1. Library
  2. Computer Networks
  3. Performance and Reliability
  4. Observability

Time-Series Databases

Updated 8 hours ago

Every 10 seconds, a new data point. Every server, every container, every endpoint. The data never stops arriving.

Traditional databases weren't built for this relentless tide—they were built for data that sits still long enough to be indexed. Time-series databases exist because monitoring a modern system means ingesting millions of measurements per second, querying them by time ranges, and throwing away the old ones before storage costs explode.

What Makes Time-Series Data Different

Time-series data follows patterns that traditional databases handle poorly:

It arrives in time order and gets queried by time ranges. You don't ask "show me the row where id=47293"—you ask "show me CPU usage for the last hour." The entire access pattern is temporal.

It's append-only. New data streams in constantly. Old data is rarely updated, never deleted manually—it ages out according to policy. This is fundamentally different from transactional data where rows get modified.

It arrives at enormous volume. A single Kubernetes cluster might generate thousands of metrics per second. A fleet of IoT sensors, millions. The write path must be relentlessly optimized.

It demands aggregation. Nobody wants to see 360 individual CPU measurements from the last hour. They want the average, the maximum, the 95th percentile. Queries aggregate rather than enumerate.

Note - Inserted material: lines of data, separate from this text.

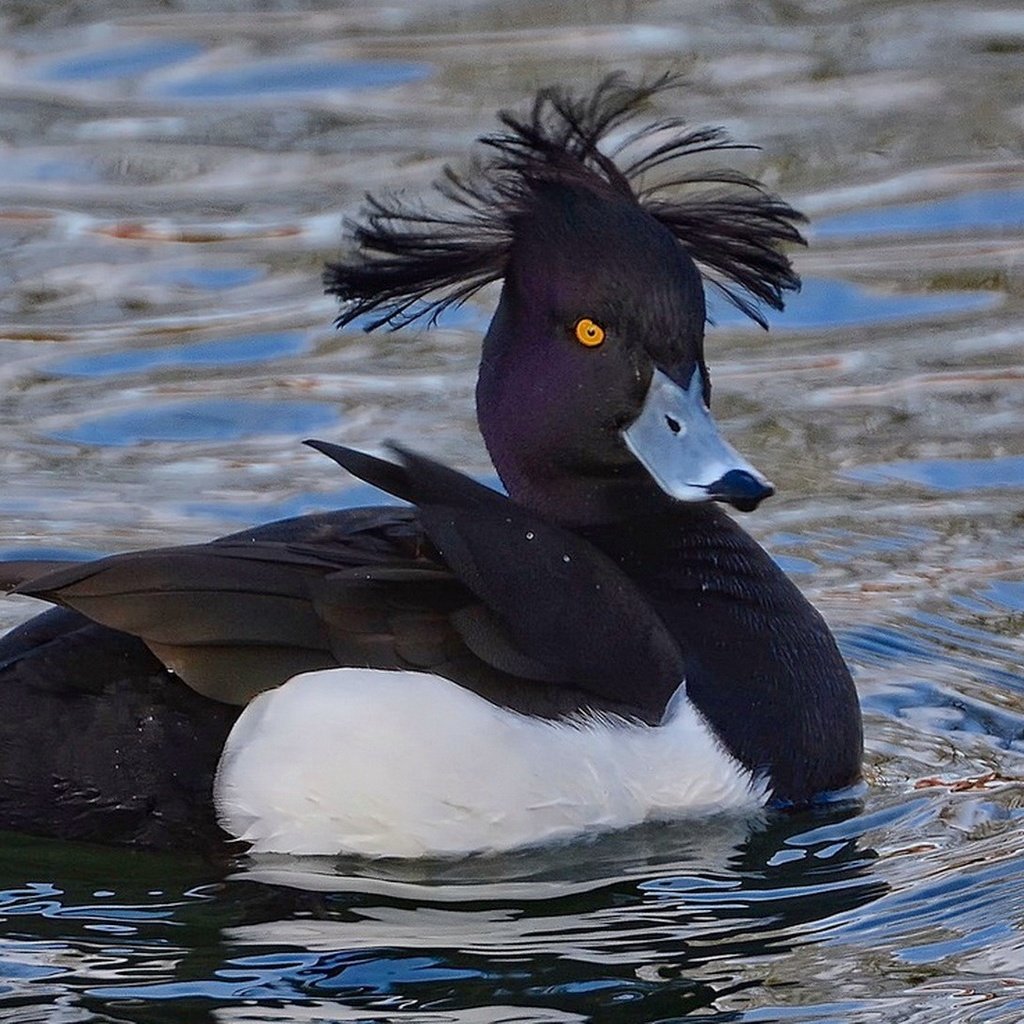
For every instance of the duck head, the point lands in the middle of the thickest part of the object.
(593, 394)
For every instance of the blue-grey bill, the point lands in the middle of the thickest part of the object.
(677, 441)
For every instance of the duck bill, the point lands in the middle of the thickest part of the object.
(677, 441)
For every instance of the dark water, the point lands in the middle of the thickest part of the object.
(171, 180)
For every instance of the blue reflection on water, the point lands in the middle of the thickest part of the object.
(1003, 209)
(123, 61)
(209, 420)
(946, 474)
(212, 279)
(285, 77)
(824, 303)
(224, 351)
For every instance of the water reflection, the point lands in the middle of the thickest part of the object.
(667, 920)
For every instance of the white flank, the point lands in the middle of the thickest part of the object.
(404, 764)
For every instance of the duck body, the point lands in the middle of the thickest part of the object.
(600, 646)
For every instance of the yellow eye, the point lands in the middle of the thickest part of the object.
(589, 333)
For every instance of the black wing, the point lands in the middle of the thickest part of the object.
(467, 585)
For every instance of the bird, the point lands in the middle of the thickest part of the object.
(599, 644)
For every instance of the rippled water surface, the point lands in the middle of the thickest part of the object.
(172, 179)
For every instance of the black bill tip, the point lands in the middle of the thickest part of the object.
(740, 489)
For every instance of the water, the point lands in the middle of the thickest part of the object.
(172, 180)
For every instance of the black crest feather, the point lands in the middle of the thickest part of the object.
(412, 262)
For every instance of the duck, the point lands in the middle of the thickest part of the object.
(598, 645)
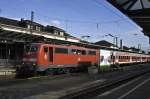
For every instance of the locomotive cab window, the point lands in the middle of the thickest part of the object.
(61, 50)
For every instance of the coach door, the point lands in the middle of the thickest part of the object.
(50, 54)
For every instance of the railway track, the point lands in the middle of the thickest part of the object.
(98, 88)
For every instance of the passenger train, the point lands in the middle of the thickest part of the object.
(49, 58)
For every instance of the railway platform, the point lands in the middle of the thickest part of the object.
(57, 87)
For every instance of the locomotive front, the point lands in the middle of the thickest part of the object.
(30, 58)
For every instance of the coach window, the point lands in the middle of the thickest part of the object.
(61, 50)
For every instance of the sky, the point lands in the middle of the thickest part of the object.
(95, 18)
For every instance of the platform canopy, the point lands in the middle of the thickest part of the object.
(138, 10)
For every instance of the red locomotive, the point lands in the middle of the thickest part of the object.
(50, 57)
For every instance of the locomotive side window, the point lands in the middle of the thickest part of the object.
(74, 51)
(91, 52)
(61, 50)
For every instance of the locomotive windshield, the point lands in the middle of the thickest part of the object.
(31, 48)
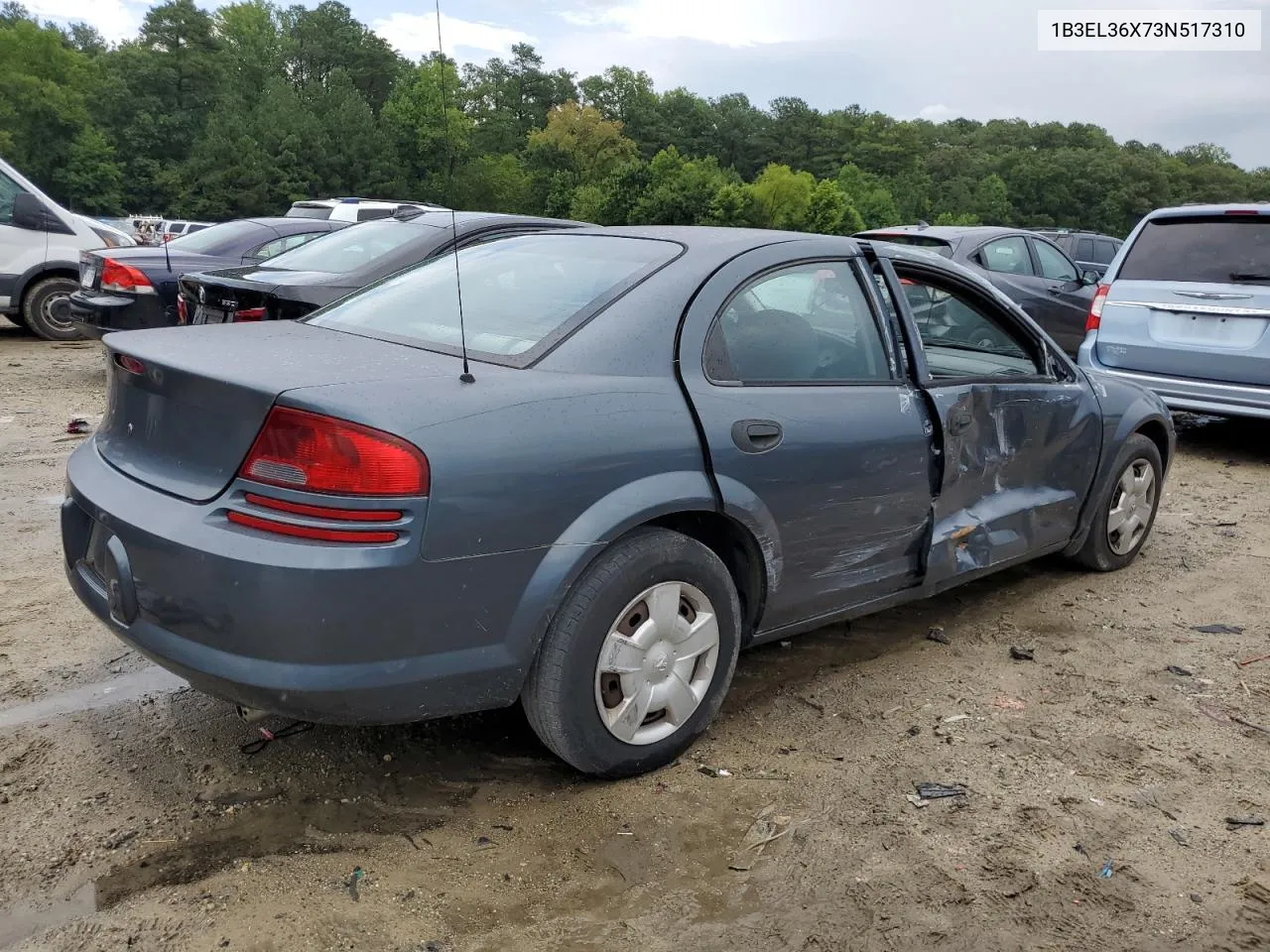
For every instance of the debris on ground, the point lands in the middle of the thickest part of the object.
(766, 828)
(938, 791)
(1237, 821)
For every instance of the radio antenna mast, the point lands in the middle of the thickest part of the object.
(466, 376)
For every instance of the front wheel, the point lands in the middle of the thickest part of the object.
(46, 308)
(1128, 508)
(636, 661)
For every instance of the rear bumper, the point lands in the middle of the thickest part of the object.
(1187, 394)
(96, 315)
(322, 633)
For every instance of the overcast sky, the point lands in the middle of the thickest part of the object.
(935, 59)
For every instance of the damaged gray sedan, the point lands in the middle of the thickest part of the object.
(672, 443)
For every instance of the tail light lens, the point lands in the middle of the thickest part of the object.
(1095, 317)
(122, 277)
(318, 453)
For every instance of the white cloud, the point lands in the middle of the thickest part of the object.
(113, 19)
(737, 23)
(416, 35)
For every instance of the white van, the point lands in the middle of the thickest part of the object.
(40, 249)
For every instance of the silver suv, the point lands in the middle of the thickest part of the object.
(1185, 309)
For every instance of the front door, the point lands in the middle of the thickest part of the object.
(810, 424)
(1019, 431)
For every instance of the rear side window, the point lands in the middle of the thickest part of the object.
(520, 295)
(347, 250)
(309, 211)
(1205, 249)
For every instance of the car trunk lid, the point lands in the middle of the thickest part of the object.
(185, 404)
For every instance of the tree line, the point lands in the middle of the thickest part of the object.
(254, 105)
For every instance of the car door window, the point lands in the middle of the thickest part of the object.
(807, 324)
(1007, 255)
(1053, 263)
(965, 336)
(9, 190)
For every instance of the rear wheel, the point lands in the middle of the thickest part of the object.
(636, 661)
(1128, 508)
(48, 308)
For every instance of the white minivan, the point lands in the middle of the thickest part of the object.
(40, 249)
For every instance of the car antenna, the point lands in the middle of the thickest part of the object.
(466, 376)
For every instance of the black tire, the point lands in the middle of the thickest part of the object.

Time-series databases are purpose-built for these patterns. General-purpose databases can store timestamped data, but they'll struggle under the load and query patterns that time-series workloads demand.

How They Achieve Performance

Storage That Understands Time

Time-series databases exploit the predictability of their data:

Columnar storage keeps timestamps separate from values. When you query a time range, the database reads timestamps without touching values it doesn't need.

Compression exploits patterns. Timestamps arrive at regular intervals—store the delta from the expected time, not the full timestamp. Values often change gradually—store the difference from the previous value. These techniques routinely achieve 10:1 to 100:1 compression.

Time-based partitioning divides data into chunks (hourly, daily). A query for the last hour touches one partition, not the entire dataset.

Writes Optimized for Volume

To handle millions of writes per second:

Batching buffers incoming points and writes them together. Individual point writes would kill throughput.

Write-ahead logging ensures durability without blocking. Data hits the log immediately, gets organized into storage structures later.

In-memory buffering keeps recent data in RAM. The hot path—recent metrics being actively queried—never hits disk.

Queries That Speak Time

SELECT avg(cpu_usage)
FROM metrics
WHERE host = 'server1'
  AND time > now() - 1h
GROUP BY time(5m)

This returns average CPU usage for the last hour in 5-minute buckets. The query language understands time natively—now() - 1h and GROUP BY time(5m) are first-class operations, not awkward workarounds.

The Data Model

Time-series data organizes around four concepts:

Metric name: What you're measuring (http_request_duration_seconds)

Tags/labels: Dimensions for filtering (method=GET, endpoint=/api/users, status=200)

Value: The measurement itself (0.045)

Timestamp: When it was recorded (2024-01-15T10:30:45Z)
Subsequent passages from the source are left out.